Maybe. I’d felt the Destroyer’s power push against Ceridwen’s back in Fenway Park. I didn’t want my body to become their battleground.
“Look,” I said. “You’re right. I can’t even begin to express my gratitude for what you did tonight. You got the Night Hag off my back and saved the two people I love most in the world. But this is my body. No offense, but there’s no room for two inhabitants.”
“You invited me freely,” she insisted.
“To save Mab! I let you in only for that. You’re acting like somebody who gets invited over for dinner and moves in permanently. Who does that? Nobody!”
Ceridwen held out a finger and studied the butterfly that alighted there. She didn’t speak.

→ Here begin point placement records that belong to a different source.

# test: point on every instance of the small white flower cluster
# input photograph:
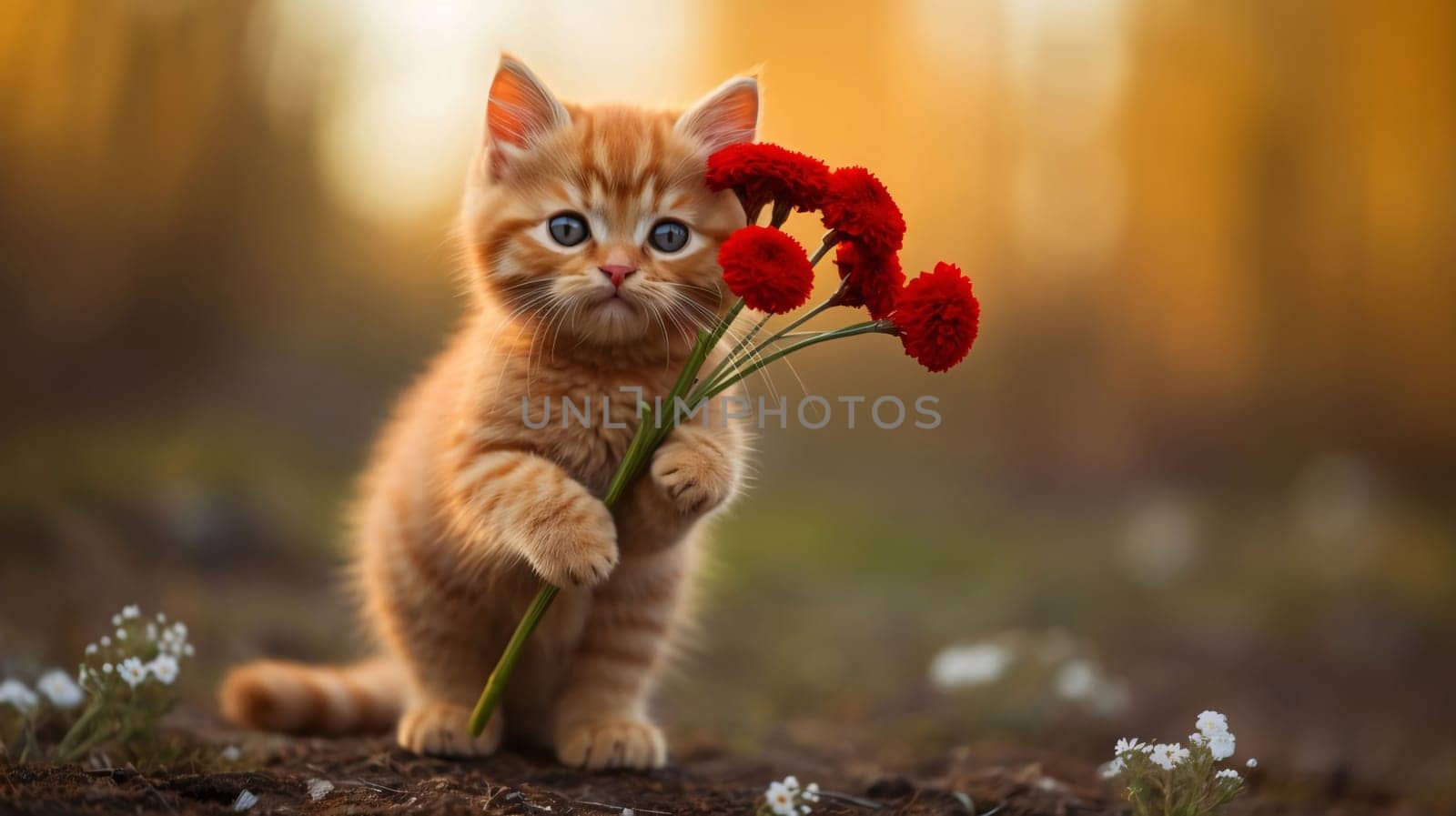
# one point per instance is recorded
(785, 798)
(1179, 774)
(55, 685)
(142, 650)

I looked at my glittering hand. I’d washed and scrubbed, but it hadn’t come clean. It sparkled in shades of gold, silver, and scarlet. “These are fragments of the bloodstone, aren’t they?”
“They are. Fragments imbued with my power.”

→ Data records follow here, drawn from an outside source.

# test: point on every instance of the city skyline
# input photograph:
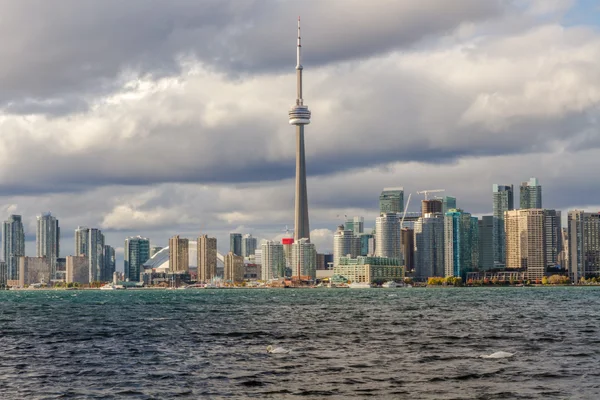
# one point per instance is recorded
(459, 132)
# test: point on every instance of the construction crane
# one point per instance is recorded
(426, 192)
(405, 208)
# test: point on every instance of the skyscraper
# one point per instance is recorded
(96, 254)
(47, 240)
(137, 252)
(531, 194)
(178, 254)
(460, 238)
(273, 260)
(391, 200)
(248, 245)
(13, 240)
(503, 199)
(387, 236)
(207, 258)
(300, 116)
(235, 243)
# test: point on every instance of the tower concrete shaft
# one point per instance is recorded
(300, 115)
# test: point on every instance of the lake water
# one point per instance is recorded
(381, 343)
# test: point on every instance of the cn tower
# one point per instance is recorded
(300, 116)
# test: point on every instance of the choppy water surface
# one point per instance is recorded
(383, 343)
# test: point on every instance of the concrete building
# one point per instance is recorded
(137, 252)
(531, 194)
(533, 240)
(503, 200)
(248, 245)
(460, 238)
(429, 246)
(391, 200)
(304, 259)
(486, 242)
(77, 269)
(387, 236)
(274, 260)
(584, 245)
(207, 258)
(408, 248)
(235, 243)
(47, 240)
(179, 255)
(299, 116)
(13, 245)
(369, 269)
(109, 263)
(345, 243)
(234, 268)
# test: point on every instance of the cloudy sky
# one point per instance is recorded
(170, 117)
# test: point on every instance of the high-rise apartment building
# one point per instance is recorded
(503, 199)
(109, 263)
(47, 240)
(345, 243)
(207, 258)
(387, 236)
(179, 260)
(432, 206)
(391, 200)
(248, 245)
(533, 240)
(234, 268)
(137, 252)
(486, 242)
(273, 259)
(584, 245)
(13, 245)
(304, 259)
(460, 238)
(531, 194)
(235, 243)
(429, 246)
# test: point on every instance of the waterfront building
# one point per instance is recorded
(81, 240)
(583, 244)
(299, 116)
(408, 248)
(179, 261)
(503, 200)
(207, 258)
(531, 194)
(13, 245)
(387, 236)
(273, 260)
(76, 269)
(304, 259)
(433, 206)
(154, 250)
(356, 225)
(429, 246)
(345, 243)
(531, 243)
(47, 239)
(234, 268)
(235, 243)
(486, 242)
(448, 203)
(109, 263)
(137, 252)
(460, 243)
(369, 269)
(248, 245)
(391, 200)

“What will happen to Mab? That bloodstone kept her young and strong.”
“She will now live out the normal life span of a Cerddorion woman aged forty. Yes, her vitality will fade, as must happen with all mortals, but gradually. She’ll not feel the effects of her three centuries. That was my gift to her.” The butterflies began to circle Ceridwen, creating a shining cloud. “You’ll find that I’m a generous goddess . . . to those who serve me well.”

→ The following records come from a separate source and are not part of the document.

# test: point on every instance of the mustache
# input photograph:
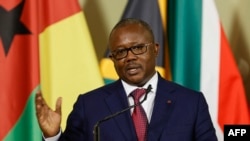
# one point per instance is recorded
(132, 65)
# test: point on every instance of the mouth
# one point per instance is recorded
(133, 69)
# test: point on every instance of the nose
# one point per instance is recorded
(130, 55)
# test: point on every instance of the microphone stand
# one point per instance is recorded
(96, 130)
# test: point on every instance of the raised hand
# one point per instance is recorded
(49, 120)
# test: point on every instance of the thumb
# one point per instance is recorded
(59, 106)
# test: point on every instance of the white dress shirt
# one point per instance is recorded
(149, 103)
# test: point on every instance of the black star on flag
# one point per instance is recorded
(10, 25)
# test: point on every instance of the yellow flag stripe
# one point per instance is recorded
(69, 65)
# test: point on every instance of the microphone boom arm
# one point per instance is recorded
(96, 130)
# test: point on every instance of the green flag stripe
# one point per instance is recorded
(184, 32)
(26, 128)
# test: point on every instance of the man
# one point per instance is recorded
(173, 113)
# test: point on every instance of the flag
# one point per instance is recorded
(42, 42)
(69, 64)
(201, 58)
(154, 13)
(19, 70)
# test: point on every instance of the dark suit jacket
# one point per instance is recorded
(179, 114)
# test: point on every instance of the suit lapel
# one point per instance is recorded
(163, 107)
(117, 101)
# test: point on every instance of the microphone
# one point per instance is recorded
(96, 130)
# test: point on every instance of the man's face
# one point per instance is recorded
(134, 69)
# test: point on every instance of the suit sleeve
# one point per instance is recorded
(204, 130)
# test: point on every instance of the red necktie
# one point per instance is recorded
(139, 116)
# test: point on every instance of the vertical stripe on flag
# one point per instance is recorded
(19, 73)
(214, 69)
(69, 64)
(149, 11)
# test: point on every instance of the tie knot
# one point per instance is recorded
(137, 93)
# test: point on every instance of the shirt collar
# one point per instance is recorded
(153, 82)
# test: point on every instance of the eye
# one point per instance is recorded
(120, 52)
(138, 47)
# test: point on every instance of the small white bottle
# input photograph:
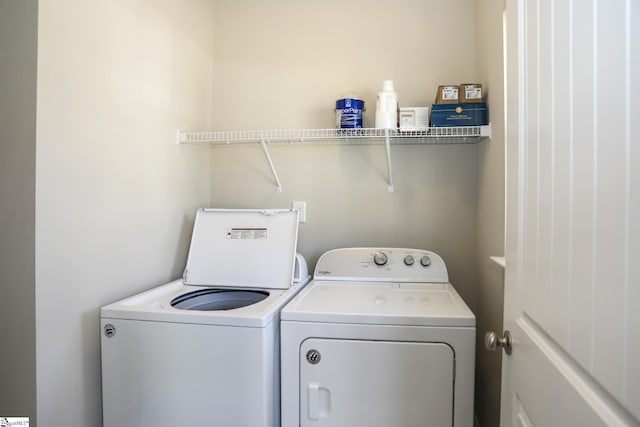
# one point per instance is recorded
(387, 107)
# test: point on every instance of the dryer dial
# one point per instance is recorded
(380, 258)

Energy flashed. Ceridwen and her cloud of butterflies vanished. But her words lingered in my dreamscape, fading slowly like the afterimage of a fireworks display. Somehow, they sounded less like a promise of generosity than a threat.
38
THE DAY OF GWEN’S COOKOUT DAWNED GRAY AND overcast, but by noon the sun had pushed apart the clouds. I sat beside Kane as he drove west on the Mass Pike toward Needham. My hand rested on his leg, above the knee. From time to time he put his hand on mine and gave a gentle squeeze. Since our reunion after his full-moon retreat, we hadn’t talked about that night. We hadn’t felt the need to. What we did need was to touch each other. I’m not talking about passionate embraces and hungry reclaiming of each other’s bodies, although there was that, too. I mean holding hands, sitting thigh-to-thigh, brushing fingertips against an arm or cheek—the sorts of small gestures that say I’m here, I acknowledge you, we’re together.
Soft classical music—Kane said he put it on for Mab, who sat in back, but it was a piece I’d heard him choose many times—played through the car’s sound system. No one said much, and I had time to think about the events of the past few days.
Pryce was dead. Really dead. The corpse Daniel showed me when I went in to give my account of the SWAT raid looked like a thousand-year-old mummy, shrunken and desiccated. The Destroyer had done its job thoroughly.
“But why?” I’d wondered aloud to Mab after I picked her up from the hospital. She’d healed her injuries herself by shifting into a mouse, frightening a nurses’ aide in the process. When the doctor could find no trace of Mab’s former injuries, he had to discharge her.
“Why would the Destroyer kill Pryce? Think, child.” Although I’d never liked it when Mab implied I wasn’t thinking hard enough, it was miles better than hearing her call me Lady.
“Well, Butterfly told me they were fighting. And Hellions don’t like to answer to anyone. So when the Destroyer saw its chance, it turned on Pryce.”
“Those things are true, certainly. But think also of what the Destroyer said after the Lady came forth.”